Vengeance, Bloodlust and Afternoon Tea: Armageddon, Cupcakes & The Poisonous Love of Heiner Müller's 'Medeamaterial', 'Heartpiece' & 'Quartet'

Heiner Müller
iMind Theatrical Productions
Theatro Technis
(2005)

Publicity photo

Some title!

Heiner Müller is regarded as a German successor to Bertolt Brecht and owes much to the influence of Samuel Beckett. His work is rarely performed in this country and apparently these three plays are even more rarely performed than most.

American actor/designer/director Cradeaux Alexander has already produced the two main pieces Off Off Broadway. They will never attract mainstream audiences but these quirky plays and unusual, stripped-down interpretations are both challenging and amusing.

Medeamaterial

This twenty-minute re-telling of the Medea story provides Alexander with an opportunity to show his acting talents. Quite why Medea should be played by a naked man wrapped in flowing red cloth is not entirely apparent.

The actor is hemmed in by four microphones at different heights and most dramatically writhes his way through the tale of jealousy, unfaithfulness and the slaughter of children.

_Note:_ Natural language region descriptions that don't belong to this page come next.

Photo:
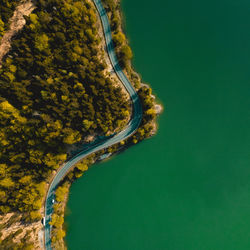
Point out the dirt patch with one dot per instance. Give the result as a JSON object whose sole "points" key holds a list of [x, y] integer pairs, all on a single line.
{"points": [[17, 22]]}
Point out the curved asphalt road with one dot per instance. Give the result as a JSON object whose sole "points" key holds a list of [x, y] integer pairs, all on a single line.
{"points": [[104, 143]]}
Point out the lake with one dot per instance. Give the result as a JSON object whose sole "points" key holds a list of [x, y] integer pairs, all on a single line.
{"points": [[188, 187]]}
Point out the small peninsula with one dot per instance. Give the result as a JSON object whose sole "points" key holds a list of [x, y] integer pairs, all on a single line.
{"points": [[60, 94]]}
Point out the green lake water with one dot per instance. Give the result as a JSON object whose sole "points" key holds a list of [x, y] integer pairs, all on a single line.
{"points": [[187, 188]]}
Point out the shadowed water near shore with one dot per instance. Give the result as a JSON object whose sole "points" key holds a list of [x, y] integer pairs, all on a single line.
{"points": [[188, 187]]}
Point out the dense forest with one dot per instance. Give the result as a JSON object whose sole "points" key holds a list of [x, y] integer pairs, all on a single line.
{"points": [[7, 8], [53, 93]]}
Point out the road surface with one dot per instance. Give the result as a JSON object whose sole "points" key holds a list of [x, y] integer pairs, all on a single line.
{"points": [[131, 127]]}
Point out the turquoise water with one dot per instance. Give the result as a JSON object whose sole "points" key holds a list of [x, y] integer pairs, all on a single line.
{"points": [[188, 188]]}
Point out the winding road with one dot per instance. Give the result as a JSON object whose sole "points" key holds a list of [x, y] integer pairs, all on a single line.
{"points": [[131, 127]]}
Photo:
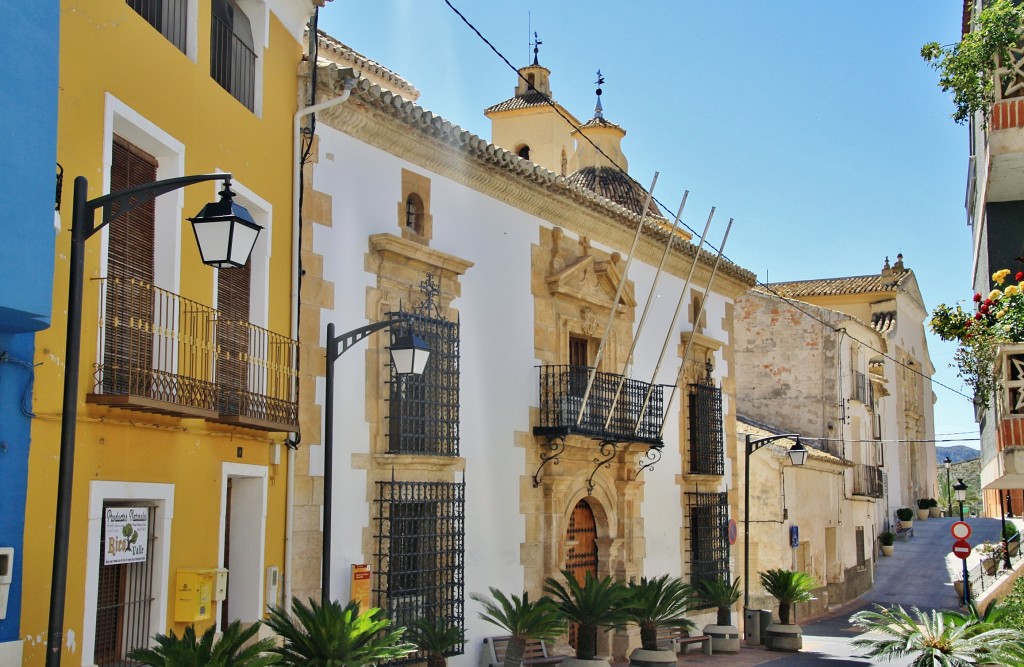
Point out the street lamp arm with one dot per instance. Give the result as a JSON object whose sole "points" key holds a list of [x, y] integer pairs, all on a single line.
{"points": [[117, 204], [338, 345], [755, 445]]}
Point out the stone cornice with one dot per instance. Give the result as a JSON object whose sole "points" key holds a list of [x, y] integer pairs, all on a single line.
{"points": [[390, 123]]}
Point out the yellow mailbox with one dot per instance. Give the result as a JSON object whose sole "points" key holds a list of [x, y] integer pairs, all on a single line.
{"points": [[194, 595]]}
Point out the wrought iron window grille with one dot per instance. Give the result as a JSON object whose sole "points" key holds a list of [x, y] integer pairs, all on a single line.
{"points": [[420, 559], [708, 543], [707, 443], [423, 414]]}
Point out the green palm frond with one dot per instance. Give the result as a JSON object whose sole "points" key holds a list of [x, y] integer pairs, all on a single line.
{"points": [[937, 637], [187, 651], [520, 617], [332, 635]]}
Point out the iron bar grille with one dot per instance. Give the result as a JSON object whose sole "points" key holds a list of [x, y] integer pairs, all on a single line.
{"points": [[867, 481], [160, 352], [232, 63], [124, 601], [562, 388], [423, 415], [157, 345], [264, 382], [168, 16], [709, 536], [707, 450], [421, 553]]}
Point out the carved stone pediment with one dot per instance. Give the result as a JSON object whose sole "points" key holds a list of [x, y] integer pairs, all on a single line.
{"points": [[591, 281]]}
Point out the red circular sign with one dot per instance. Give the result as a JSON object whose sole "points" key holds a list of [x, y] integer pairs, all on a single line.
{"points": [[961, 530]]}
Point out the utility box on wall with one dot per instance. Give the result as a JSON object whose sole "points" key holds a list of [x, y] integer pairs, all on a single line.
{"points": [[196, 590]]}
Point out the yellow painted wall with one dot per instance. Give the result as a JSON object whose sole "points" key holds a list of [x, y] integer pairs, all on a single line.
{"points": [[107, 47]]}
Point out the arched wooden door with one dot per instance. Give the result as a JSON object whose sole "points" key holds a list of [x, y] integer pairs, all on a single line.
{"points": [[582, 556]]}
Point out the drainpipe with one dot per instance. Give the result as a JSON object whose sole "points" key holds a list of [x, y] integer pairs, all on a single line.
{"points": [[349, 83]]}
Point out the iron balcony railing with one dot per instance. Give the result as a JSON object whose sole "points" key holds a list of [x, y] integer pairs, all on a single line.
{"points": [[165, 353], [232, 64], [868, 481], [562, 388]]}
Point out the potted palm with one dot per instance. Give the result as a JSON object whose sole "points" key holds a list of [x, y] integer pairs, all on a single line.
{"points": [[722, 595], [436, 638], [522, 619], [924, 508], [320, 635], [887, 541], [235, 649], [597, 603], [660, 601], [788, 587]]}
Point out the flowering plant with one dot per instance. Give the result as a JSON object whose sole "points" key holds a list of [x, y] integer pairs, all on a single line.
{"points": [[996, 318]]}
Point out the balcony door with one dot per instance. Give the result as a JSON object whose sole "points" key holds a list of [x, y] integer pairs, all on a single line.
{"points": [[129, 303]]}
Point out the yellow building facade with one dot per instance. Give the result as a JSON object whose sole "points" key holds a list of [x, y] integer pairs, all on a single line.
{"points": [[186, 388]]}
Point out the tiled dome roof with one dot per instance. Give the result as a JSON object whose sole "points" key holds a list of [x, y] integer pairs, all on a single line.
{"points": [[614, 185]]}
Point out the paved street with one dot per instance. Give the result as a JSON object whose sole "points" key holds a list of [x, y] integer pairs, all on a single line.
{"points": [[920, 574]]}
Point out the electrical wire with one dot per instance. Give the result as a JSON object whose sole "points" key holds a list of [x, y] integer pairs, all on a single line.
{"points": [[551, 102]]}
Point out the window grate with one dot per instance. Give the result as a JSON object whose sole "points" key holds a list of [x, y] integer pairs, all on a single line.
{"points": [[423, 415], [168, 16], [709, 536], [124, 601], [707, 451], [421, 553]]}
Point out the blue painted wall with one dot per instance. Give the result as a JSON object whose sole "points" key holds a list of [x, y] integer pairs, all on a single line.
{"points": [[29, 49]]}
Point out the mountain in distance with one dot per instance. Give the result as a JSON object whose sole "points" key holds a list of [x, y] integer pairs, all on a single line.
{"points": [[956, 453]]}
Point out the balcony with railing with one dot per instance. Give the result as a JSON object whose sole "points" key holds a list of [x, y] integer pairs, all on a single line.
{"points": [[868, 481], [619, 409], [164, 353]]}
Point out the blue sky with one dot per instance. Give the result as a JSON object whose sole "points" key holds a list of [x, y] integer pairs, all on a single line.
{"points": [[814, 124]]}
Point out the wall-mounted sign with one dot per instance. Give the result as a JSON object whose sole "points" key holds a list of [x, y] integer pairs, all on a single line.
{"points": [[360, 585], [127, 533]]}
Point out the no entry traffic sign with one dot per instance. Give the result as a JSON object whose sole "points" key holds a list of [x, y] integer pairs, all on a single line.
{"points": [[961, 530]]}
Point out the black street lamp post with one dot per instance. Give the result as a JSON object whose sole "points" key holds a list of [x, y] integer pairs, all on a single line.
{"points": [[410, 353], [961, 490], [949, 499], [226, 234], [798, 455]]}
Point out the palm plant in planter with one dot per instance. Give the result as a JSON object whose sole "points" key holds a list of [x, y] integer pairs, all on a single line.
{"points": [[788, 587], [522, 619], [327, 635], [658, 602], [722, 595], [597, 603], [435, 637], [235, 649]]}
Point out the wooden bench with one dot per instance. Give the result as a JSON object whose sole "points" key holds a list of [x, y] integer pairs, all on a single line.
{"points": [[905, 533], [679, 639], [536, 653]]}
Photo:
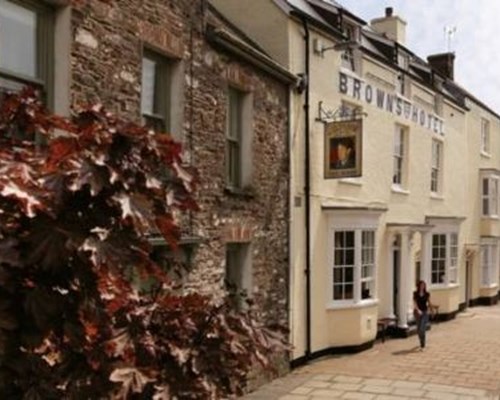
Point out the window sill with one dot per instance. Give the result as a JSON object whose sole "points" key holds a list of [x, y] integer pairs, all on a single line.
{"points": [[492, 286], [436, 196], [444, 286], [351, 181], [341, 305], [351, 73], [246, 193], [399, 190]]}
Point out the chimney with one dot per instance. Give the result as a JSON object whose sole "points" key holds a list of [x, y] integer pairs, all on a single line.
{"points": [[391, 26], [443, 63]]}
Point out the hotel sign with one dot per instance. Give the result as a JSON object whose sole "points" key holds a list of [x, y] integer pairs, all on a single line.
{"points": [[390, 102]]}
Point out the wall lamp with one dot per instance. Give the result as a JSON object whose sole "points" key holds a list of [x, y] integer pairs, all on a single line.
{"points": [[342, 46]]}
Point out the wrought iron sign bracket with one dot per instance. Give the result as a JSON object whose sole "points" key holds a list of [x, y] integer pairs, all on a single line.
{"points": [[340, 114]]}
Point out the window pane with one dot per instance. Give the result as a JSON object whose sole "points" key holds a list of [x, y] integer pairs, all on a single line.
{"points": [[485, 186], [349, 238], [338, 275], [148, 86], [349, 291], [17, 39], [349, 275], [337, 292]]}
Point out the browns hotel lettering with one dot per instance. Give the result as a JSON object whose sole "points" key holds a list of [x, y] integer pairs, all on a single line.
{"points": [[392, 103]]}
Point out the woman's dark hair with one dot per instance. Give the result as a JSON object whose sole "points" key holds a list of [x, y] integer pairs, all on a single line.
{"points": [[421, 282]]}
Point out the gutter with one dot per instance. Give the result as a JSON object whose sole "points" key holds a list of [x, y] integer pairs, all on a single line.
{"points": [[227, 41]]}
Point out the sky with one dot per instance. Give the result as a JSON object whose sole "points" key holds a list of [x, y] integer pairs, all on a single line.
{"points": [[476, 41]]}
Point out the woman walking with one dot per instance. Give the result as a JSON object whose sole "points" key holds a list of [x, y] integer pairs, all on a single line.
{"points": [[421, 307]]}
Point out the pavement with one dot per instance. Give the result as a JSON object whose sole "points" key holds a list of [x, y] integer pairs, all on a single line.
{"points": [[461, 361]]}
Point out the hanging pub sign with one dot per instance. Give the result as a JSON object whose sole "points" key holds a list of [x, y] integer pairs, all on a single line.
{"points": [[343, 149]]}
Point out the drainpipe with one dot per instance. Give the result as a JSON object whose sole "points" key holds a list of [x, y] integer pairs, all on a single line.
{"points": [[307, 192]]}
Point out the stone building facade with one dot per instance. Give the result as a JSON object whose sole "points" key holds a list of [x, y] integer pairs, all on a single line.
{"points": [[181, 67]]}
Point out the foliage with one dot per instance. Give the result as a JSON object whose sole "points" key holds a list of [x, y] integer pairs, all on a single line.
{"points": [[74, 218]]}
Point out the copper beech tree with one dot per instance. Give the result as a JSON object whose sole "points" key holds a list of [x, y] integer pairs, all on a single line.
{"points": [[75, 213]]}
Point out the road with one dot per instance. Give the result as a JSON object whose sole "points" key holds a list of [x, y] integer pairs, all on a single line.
{"points": [[461, 361]]}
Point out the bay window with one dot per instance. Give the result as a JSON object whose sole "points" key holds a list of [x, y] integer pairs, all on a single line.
{"points": [[354, 266]]}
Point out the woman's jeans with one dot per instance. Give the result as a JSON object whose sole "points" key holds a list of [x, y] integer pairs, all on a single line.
{"points": [[422, 321]]}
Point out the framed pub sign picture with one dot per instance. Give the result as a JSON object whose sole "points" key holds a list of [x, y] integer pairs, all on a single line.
{"points": [[343, 149]]}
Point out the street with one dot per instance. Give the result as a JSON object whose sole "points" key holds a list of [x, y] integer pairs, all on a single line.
{"points": [[462, 361]]}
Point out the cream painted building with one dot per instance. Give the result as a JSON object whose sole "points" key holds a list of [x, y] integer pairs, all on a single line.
{"points": [[425, 203]]}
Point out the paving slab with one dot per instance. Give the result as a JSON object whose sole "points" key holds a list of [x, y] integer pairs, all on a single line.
{"points": [[461, 362]]}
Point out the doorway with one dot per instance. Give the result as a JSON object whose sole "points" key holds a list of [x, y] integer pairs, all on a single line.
{"points": [[468, 281], [396, 265]]}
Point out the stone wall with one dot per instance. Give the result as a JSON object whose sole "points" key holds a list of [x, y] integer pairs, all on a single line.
{"points": [[106, 55]]}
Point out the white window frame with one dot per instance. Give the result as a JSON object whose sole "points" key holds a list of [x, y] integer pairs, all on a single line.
{"points": [[239, 134], [447, 253], [358, 222], [400, 157], [489, 262], [436, 182], [485, 137], [489, 200]]}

The performance is, at times, reminiscent of Robert Lepage doing a solo Hamlet. The use of different voice colours helps to identify the speech of Medea and Jason but this potted version of a Greek classic can be difficult to follow.

Heartpiece

It is hard to write much about a play that lasts no more than two minutes.

Antonia Schnauber plays a woman who wants to know the true nature of her heart and therefore asks a doctor, David Sayers to remove it. It eventually takes three doctors (according to the publicity material) to do the trick after much moaning and groaning.

The result is not some bloody, pumping set of valves and arteries but a brick.

Quartet

This is the longest play at around 45 minutes. Müller has adapted Choderlos de Laclos' epistolary novel, Les Liaisons Dangereuses for two voices (or in this version four). It is sensual, funny, intelligible and by far the most satisfying part of the evening.

Alexander's treatment of the play is fascinating and works well. It primarily follows Valmont and Madame de Merteuil (John Malkovich and Glenn Close in the movie) using pairs of actors and actresses to play single parts. They become not only these two but the men also take on Mme de Tourvel (Michelle Pfeiffer), and the women become the frisky young Cecile (Uma Thurman).

Dressed in black and white, the male and female pairs speak their lines as one. This builds to an exciting and very sexy interpretation of the French classic.

Alexander's version of Quartet relies on carefully choreographed performances and is well acted by Miss Schnaube (like Müller she is German, but speaks with unaccented English) and Ava Burton as Madame de Merteuil and Sayers teamed with Executive Producer, box office manager and actor Rohan Quine as a sometimes overly-camp Valmont.